Hey bp! I talked to the lender who I got me my 5% down Owner occupy conventional loan and he is under the impression that I need to occupy the home for 2years before I can rent the property. After our conversation I looked over all of my loan docs a few times and couldn't find anything stating I have to live in the property for 2years. I did find the section in my docs that states I would need to occupy for 1year. So is it 1 yr or 2 yrs? What do you think is going on here?

By lender did you use a mortgage broker? Is that who you are talking to? The mortgage broker is generally not the lender. They just put the loan together. You should have signed mortgage docs at closing. Those are the terms you agreed to and if you have signed any other docs since that time.

You  might be talking to the servicer of the loan and they might be clueless about what you signed.

No legal advice given.

@Cisco Hood 9 times out of 10 if you live there for a bit and then move out and start renting it out the banks won't care if you keep paying the bill.  This isn't a hard rule but most banks know these is happening in the background and can't spend the time to go and investigate all of their mortgage loans (espically if they are sold to a big loan collector)

@Jackson Pontsler yeah I wanted to take that approach and move out after 1year instead of 2years I felt I would be okay since my loan paperwork I signed says 1year, I just got scared when I talked to the lender the other day and he said it was 2. We closed on our loan about three months ago and yes the loan has already been sold off to a different holder.

@Cisco Hood I bought a duplex that was suppose to stay under my wife and my name. We went to purchase a second one using the same lender. When we talked with that lender (outside of work) he said just quick claim the first one into your LLC. Sure they can then call the loan but more than likely they don't care unless you are paying consistently. I wish you the best and yes the loan papers are important. The terms there always favor the bank but unless they need to call those terms to bear the bank is often more lienient.

I don't mean to hijack the thread, but what happens with the 1 year occupy rule if you move to a different state within 6 months (or anytime less than the full year)?  Do you have to sell the property?

Originally posted by @Jeff Lundeen :

I don't mean to hijack the thread, but what happens with the 1 year occupy rule if you move to a different state within 6 months (or anytime less than the full year)?  Do you have to sell the property?

No you don't have to sell your property. And if you have a valid reason for moving (work for example), then you're allowed to break the 1 year requirement.

Originally posted by @Jeff Lundeen :

I don't mean to hijack the thread, but what happens with the 1 year occupy rule if you move to a different state within 6 months (or anytime less than the full year)?  Do you have to sell the property?
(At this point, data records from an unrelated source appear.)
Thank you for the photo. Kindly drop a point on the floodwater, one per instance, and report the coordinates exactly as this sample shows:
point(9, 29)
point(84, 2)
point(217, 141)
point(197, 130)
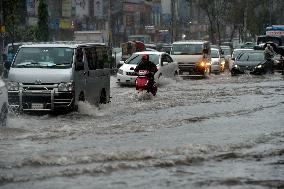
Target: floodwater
point(220, 132)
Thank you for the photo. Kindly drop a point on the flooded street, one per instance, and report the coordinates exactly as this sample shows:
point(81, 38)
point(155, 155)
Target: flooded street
point(220, 132)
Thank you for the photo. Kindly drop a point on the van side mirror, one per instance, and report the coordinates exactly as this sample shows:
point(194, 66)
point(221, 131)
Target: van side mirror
point(7, 64)
point(79, 66)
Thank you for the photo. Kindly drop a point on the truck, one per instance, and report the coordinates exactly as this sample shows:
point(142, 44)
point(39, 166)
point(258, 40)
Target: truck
point(91, 36)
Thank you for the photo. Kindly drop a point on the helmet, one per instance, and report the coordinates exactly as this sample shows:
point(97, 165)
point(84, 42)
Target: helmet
point(145, 57)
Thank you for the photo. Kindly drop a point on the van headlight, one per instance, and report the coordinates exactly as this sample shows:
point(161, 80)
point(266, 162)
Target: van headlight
point(202, 64)
point(64, 87)
point(120, 71)
point(13, 86)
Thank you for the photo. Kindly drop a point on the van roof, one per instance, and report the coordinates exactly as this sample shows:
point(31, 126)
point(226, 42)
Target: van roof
point(70, 44)
point(191, 42)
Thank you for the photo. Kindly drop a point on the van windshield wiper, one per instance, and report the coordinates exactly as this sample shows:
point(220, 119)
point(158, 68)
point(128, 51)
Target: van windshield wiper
point(35, 64)
point(27, 64)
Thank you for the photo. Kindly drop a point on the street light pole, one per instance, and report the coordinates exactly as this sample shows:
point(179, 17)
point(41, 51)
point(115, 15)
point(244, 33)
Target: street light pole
point(2, 28)
point(172, 21)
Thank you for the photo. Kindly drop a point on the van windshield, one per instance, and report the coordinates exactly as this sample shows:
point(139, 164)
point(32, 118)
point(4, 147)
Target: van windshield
point(187, 49)
point(44, 57)
point(214, 54)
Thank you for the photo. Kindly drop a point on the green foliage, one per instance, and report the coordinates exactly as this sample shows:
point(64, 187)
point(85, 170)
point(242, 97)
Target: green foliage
point(12, 18)
point(43, 33)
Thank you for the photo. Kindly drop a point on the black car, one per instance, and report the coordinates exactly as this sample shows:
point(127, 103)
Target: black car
point(247, 62)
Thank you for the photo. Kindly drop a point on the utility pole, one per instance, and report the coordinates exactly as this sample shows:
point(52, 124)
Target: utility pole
point(2, 33)
point(172, 21)
point(109, 25)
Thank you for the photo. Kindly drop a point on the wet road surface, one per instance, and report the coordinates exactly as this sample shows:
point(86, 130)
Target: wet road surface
point(220, 132)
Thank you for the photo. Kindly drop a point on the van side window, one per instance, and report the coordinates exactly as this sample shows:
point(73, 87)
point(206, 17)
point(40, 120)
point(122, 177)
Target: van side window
point(79, 55)
point(79, 63)
point(169, 59)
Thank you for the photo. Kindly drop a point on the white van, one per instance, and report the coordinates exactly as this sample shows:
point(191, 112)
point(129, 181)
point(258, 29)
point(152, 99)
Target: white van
point(193, 57)
point(56, 76)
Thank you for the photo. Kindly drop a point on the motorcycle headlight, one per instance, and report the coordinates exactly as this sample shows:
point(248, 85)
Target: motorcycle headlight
point(13, 86)
point(120, 71)
point(64, 87)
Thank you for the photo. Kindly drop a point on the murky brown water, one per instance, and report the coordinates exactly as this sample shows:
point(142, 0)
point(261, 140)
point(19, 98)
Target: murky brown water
point(221, 132)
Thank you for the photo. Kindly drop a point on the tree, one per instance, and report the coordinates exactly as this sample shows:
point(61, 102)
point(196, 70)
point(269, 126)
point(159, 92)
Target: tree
point(43, 33)
point(13, 19)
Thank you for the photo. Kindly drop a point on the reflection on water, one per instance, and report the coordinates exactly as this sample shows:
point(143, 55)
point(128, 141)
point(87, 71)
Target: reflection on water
point(221, 132)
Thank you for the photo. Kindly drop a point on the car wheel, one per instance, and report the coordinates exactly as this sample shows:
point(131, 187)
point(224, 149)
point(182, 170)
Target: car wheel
point(3, 116)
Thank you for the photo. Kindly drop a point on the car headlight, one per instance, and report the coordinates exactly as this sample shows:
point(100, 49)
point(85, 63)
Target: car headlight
point(120, 71)
point(202, 64)
point(13, 86)
point(63, 87)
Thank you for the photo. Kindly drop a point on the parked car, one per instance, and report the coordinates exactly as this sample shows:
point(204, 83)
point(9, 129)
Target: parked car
point(216, 66)
point(235, 54)
point(3, 103)
point(193, 57)
point(58, 75)
point(166, 67)
point(247, 61)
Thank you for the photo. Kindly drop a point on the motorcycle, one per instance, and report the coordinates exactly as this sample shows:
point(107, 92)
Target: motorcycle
point(143, 82)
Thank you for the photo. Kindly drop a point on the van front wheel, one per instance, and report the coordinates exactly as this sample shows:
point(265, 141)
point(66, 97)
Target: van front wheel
point(103, 97)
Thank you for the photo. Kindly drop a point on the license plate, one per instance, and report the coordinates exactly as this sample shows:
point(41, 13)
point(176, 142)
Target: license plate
point(247, 71)
point(36, 106)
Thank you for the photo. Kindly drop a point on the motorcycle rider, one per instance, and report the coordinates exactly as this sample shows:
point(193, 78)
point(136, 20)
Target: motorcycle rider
point(269, 54)
point(146, 64)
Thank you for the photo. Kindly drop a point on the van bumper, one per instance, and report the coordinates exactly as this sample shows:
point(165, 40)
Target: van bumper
point(38, 100)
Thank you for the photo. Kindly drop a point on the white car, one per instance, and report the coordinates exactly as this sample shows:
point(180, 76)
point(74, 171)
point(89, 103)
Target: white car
point(216, 66)
point(235, 54)
point(3, 103)
point(165, 64)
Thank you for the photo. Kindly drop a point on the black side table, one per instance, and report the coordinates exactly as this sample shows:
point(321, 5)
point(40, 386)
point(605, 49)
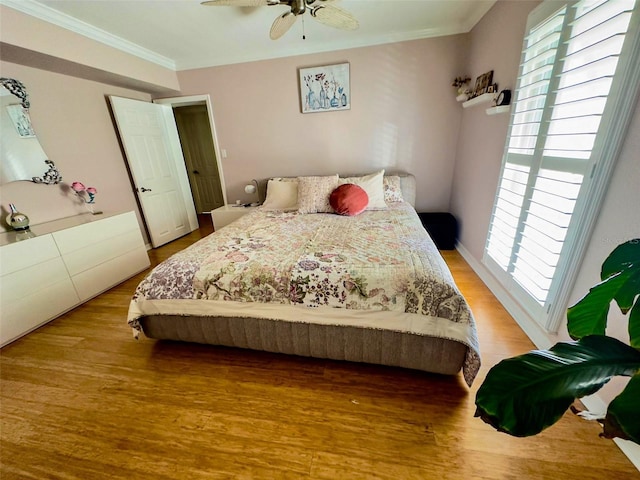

 if the bank investigates AND they can prove you knew about the job change before closing they can pursue you for mortgage fraud. if the job change legitimately came up after closing, you are in the clear. The contracts state you must INTEND to live in the residence for 1 year.

@Cisco Hood The answer that you are looking for may not be in your loan docs. I don't know what kind of property you are purchasing, for all I know it could be a new construction that is in area that is trying to redevelop and it's possible that they builder put some type of contingencies- requiring 2 years of occupancy before turning the property into investment purposes. Certainly with these scenarios we typically do not get all the details, perhaps your lender is reading something in your Purchase Agreement. 

@Cisco Hood I would like to give you NON LEGAL ADVICE. 

1) if the mortgage stays current, the bank will not call the loan - it hurts them with the FED.

2) If you do live there for 2 years you will not pay any capital gains tax when you sell.

3) If the loan docs say 1 year, then it's 1 year.

4) As @Omar Khan said, have a lawyer look over the docs. Want to find a cheaper attorney? Go to the title company that closed your loan and ask their attorney to look over the mortgage and note and have them tell you how long you must stay in the property before renting. Make sure they show you where in the document it defines the time frame.

5) If you INTENDED to stay there, then you have a case that things changed and you had to rent so you wouldn't default. If you didn't INTEND to stay, but intended on renting, you may have to stay for whatever term there is in the contract.

6) When I first started doing this I had told my banker that it was an investment/rental from the beginning. They still wrote it up as an owner occupied, and improperly answered my questions about "all this owner occupied stuff" during settlement. I did suspect, too late, that it was being written up wrong but I didn't want to rock the boat.

@Cisco Hood If you are supposed to be living in the house for "X" amount of time, be sure to do it. If you don't adhere to the documents you signed, you could be committing mortgage fraud. Don't feel too bad, when I bought my primary residence I had to owner occupy for five years.
@Robert Lampert I re looked over all my docs again today I couldn't find anything that states 2 yrs. I found multiple places that say I it is an owner occupy loan and 1 place that states I must occupy the property within 60 days of after closing and live in the property for a minimum of one year after the date of occupancy. And for some reason my lender thinks it's 2 yrs of occupancy. And for sure I don't want to do any kind of fruad if we move before 2 yrs is up. Why did you have to occupy for 5 years?